During recent centuries Norway spruce (Picea abies [L.] Karst.) was often favored in forest restoration activities in many Central, Northern and Eastern European countries; it was easy to establish and manage, had fast growth rates and was expected to provide high economic returns. Today, the range of Norway spruce dominated forests is largely determined by former management practices rather than by natural factors. While in Northwest Russia most of Norway spruce occurs within its natural range, in Western Ukraine and even more in Southwest Germany it reaches far beyond its assumed range. Due to environmental changes and changes in management aims, forest tree species composition is already changing.

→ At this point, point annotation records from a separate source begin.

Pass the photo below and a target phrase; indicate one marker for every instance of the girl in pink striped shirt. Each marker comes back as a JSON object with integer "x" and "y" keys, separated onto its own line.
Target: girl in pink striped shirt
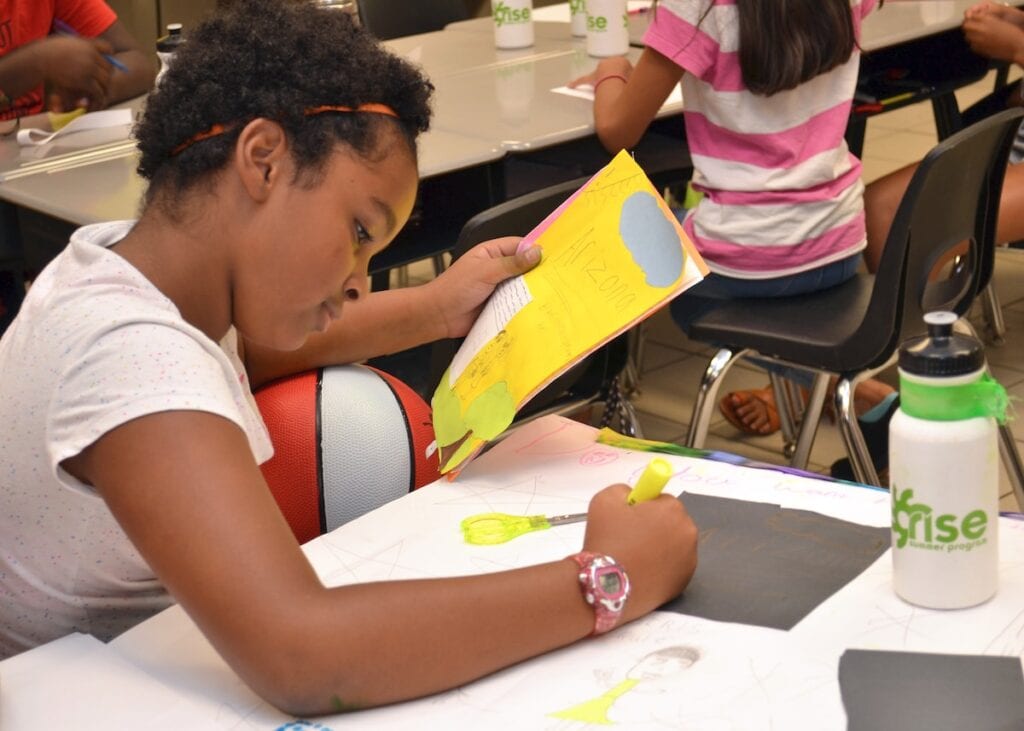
{"x": 767, "y": 90}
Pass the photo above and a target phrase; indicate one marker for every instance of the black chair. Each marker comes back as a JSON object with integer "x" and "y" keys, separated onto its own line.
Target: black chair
{"x": 594, "y": 380}
{"x": 853, "y": 330}
{"x": 394, "y": 18}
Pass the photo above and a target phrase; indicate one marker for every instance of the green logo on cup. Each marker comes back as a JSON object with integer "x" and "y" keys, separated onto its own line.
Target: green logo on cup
{"x": 505, "y": 14}
{"x": 915, "y": 524}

These changes will have an impact on wood production as well as on carbon sequestration, nutrient cycling, biodiversity, and resistance against storm, snow, drought, fires, insects and fungi. Associated compositional, structural and functional changes of forests will affect almost all goods and services provided by forests including secondary effects on income of forest owners and on the climate change mitigation potential of these forests.
In Central and Eastern Europe Norway spruce is currently facing unprecedented severe threats by multiple abiotic and biotic stressors. The current forest health crisis points to the low resilience and adaptability of Norway spruce to climate change, and underpins its vulnerability to climate warming, hence, giving reason to question the size of the climate change mitigation potential of the future forests.
Mid-term climate-sensitive scenarios will be developed and will provide forecasts of spruce wood supply, with particular emphasis on the transition to a carbon-neutral, green economy. The expected results will be unique and timely information on future availability of Norway spruce wood (particularly timber). This information will be of high relevance for the forestry-wood sector and for the policy development towards transition to green economy in Europe.
Adaptation of project aims
Due to the Russian war of aggression against Ukraine, we unfortunately had to adjust our project goals. Due to the suspension of the Russian partner institution, we will focus on the remaining partner regions (Western Ukraine and Southwestern Germany) in the future. During the first project year, the project area of Northwest Russia was also considered. The focus was on the past development and current status of spruce (work package 1 ).
The further project results will therefore not be able to draw a comparison between the future of temperate forests of Western Ukraine and Southwestern Germany and the development of the boreal forests of Northwestern Russia.